You will probably end up using scg at some point. Here are things to keep in mind when you do.

### Temporary files ###

On SCG, the local nodes often do not have a large amount of temporary space. So you should make sure your code is using a temporary directory with sufficient disk space. SCG3 has 100TB of scratch space at **/srv/gsfs0/scratch** that you can use for temporary files.

You can usually set the TMP environment variable in your ~/.bashrc or in your job submission script. (The ~/.bashrc file is a file with shell commands that are executed on login. Technically, it's ~/.bash_profile that is executed on login, but your ~/.bash_profile file should call source ~/.bashrc which runs ~/.bashrc). The difference between ~/.bash_profile and ~/.bashrc is explained here http://www.joshstaiger.org/archives/2005/07/bash_profile_vs.html

Create a directory for yourself in scratch using:
```
mkdir /srv/gsfs0/scratch/<yourusername>
Set $TMP to point to this directory using:
export TMP=/srv/gsfs0/scratch/<yourusername>
```

### Job queues ###

There are a number of job scheduling queues, each configured with different resource restrictions. In many cases the job scheduler will automatically select the appropriate queue based on the resources required by your job, but you can also specifically request a queue using qsub's "-q" option.

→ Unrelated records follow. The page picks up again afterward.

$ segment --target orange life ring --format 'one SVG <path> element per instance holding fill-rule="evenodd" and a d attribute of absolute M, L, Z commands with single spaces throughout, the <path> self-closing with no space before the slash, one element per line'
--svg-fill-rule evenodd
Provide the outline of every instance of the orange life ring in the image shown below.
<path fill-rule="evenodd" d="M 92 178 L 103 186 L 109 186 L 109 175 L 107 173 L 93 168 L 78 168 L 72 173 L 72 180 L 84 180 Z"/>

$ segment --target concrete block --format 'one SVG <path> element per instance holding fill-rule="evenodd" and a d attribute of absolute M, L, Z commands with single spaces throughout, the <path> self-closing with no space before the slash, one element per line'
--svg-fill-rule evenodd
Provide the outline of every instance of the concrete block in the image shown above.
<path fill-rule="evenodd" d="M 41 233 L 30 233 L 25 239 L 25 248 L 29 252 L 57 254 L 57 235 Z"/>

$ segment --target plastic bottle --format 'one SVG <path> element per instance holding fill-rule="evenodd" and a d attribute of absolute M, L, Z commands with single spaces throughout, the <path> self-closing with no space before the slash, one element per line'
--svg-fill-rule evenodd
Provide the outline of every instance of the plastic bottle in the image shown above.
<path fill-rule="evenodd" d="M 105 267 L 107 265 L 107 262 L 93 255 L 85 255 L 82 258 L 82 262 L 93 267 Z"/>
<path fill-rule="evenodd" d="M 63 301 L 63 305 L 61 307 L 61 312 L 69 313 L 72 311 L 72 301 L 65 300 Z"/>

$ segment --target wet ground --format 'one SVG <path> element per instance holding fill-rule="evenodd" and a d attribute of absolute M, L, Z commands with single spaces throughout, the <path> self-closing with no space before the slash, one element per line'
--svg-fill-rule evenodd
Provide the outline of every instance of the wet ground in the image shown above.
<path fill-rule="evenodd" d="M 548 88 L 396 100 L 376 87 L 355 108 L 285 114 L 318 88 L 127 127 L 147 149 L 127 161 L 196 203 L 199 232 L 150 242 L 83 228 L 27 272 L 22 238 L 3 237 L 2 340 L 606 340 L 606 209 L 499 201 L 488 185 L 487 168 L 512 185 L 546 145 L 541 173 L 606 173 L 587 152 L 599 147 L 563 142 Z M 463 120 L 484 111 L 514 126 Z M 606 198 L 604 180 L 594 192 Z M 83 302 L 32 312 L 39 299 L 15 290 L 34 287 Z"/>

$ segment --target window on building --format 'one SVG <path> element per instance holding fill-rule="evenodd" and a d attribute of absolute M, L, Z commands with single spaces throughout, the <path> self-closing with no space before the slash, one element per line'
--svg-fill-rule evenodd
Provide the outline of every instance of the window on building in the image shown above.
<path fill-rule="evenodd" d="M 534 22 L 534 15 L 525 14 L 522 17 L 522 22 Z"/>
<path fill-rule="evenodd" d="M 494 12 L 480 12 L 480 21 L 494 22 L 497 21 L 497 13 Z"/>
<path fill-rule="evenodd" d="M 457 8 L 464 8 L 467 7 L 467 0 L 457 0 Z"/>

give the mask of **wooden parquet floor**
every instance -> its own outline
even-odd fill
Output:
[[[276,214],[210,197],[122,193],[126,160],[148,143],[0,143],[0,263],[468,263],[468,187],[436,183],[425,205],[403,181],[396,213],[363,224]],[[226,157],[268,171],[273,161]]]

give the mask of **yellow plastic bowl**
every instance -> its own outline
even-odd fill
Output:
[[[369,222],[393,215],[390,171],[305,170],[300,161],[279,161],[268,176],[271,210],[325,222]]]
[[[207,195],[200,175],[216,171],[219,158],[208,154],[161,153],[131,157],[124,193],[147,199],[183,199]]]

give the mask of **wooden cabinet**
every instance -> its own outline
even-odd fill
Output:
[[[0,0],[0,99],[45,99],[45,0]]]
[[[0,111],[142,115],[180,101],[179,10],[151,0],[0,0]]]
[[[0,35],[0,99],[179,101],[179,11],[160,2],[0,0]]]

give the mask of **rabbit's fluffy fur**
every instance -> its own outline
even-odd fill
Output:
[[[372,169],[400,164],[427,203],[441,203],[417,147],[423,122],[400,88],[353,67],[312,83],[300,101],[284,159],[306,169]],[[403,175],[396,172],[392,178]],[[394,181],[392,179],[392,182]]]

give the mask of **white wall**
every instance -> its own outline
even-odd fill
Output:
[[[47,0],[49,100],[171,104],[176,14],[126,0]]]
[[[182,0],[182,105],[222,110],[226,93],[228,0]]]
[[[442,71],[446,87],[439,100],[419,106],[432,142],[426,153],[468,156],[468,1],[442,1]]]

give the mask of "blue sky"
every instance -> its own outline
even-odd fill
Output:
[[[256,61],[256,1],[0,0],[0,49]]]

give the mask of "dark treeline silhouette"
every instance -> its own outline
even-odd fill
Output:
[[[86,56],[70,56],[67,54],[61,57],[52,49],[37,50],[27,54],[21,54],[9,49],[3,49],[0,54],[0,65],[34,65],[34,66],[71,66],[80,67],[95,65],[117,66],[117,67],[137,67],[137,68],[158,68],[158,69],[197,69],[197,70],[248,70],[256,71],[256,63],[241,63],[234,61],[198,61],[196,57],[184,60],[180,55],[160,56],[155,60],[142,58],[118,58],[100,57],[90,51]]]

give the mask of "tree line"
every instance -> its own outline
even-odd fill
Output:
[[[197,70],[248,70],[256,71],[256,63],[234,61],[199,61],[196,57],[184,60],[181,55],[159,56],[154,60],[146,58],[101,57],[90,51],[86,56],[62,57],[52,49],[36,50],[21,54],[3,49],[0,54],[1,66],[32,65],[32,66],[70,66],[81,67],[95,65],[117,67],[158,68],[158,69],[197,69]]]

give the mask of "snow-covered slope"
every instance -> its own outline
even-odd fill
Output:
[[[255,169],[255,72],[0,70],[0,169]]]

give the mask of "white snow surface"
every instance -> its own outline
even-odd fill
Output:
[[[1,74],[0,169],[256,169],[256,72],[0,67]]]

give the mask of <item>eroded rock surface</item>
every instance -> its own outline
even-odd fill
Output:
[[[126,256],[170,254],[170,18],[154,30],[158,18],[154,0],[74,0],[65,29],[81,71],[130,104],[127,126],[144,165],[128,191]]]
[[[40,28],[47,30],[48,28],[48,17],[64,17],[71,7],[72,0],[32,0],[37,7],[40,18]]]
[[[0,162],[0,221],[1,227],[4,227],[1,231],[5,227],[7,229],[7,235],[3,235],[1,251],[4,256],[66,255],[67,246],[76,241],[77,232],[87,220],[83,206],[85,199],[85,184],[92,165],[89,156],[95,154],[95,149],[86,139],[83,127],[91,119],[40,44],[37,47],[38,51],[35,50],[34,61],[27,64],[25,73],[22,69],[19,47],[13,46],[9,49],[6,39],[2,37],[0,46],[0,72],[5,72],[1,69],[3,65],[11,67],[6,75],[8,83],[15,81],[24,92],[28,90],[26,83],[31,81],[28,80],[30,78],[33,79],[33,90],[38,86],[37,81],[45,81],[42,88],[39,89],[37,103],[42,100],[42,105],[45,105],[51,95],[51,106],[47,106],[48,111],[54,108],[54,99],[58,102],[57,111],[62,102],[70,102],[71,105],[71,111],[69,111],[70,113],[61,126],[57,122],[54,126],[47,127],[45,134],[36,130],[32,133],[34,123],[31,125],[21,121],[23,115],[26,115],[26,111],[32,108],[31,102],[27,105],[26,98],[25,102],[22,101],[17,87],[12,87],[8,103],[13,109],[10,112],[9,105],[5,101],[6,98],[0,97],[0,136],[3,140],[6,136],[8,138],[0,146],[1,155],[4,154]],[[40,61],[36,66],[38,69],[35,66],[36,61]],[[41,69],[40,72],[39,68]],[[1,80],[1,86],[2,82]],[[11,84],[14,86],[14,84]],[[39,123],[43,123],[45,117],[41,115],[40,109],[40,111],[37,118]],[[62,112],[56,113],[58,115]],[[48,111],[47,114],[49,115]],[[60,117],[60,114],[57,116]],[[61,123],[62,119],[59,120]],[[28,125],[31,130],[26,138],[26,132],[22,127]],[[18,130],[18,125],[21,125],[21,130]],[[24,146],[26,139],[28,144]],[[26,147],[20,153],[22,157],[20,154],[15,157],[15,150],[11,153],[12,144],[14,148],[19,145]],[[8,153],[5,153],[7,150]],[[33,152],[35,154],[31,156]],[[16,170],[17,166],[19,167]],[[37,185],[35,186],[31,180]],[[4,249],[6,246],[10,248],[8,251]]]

* The test.q queue has a runtime limit of one hour and you can only run one job at a time. However, there is a dedicated node for these jobs, so generally they will be dispatched quickly.
* The standard queue has a runtime limit of six hours.
* The extended queue has a runtime limit of seven days. Jobs in the extended queue may have to wait longer to be scheduled.
* The large queue is a special queue for large-memory jobs (see Large-Memory Jobs).
* The seq_pipeline queue is a special queue for jobs related to the Center's sequencing pipeline.

You can force a job to run on a particular node by:
Specifying both a queue name and a node name: `qsub -q standard@scg1-2-10 myscript`
Specifying a node name via the -l hostname= option: `qsub -l hostname=scg1-2-10 myscript`

### Make sure your job completed ###

Jobs can fail for many reasons. When they fail due to errors, it is easy to catch that by looking at the .err file. However, sometimes jobs just stop running due to memory issues, etc. For this reason it is SUPER SUPER IMPORTANT to end your scripts with a printout that says "Done" (or anything you want for that matter). Then, if you see that printout in your .out file you know the job successfully completed. If you do not see it, then you know that there was a problem with the job, even if there is no explicit error message. Such a "Done" print statement is present in the code we provide and should serve as an important example for ANY script you write.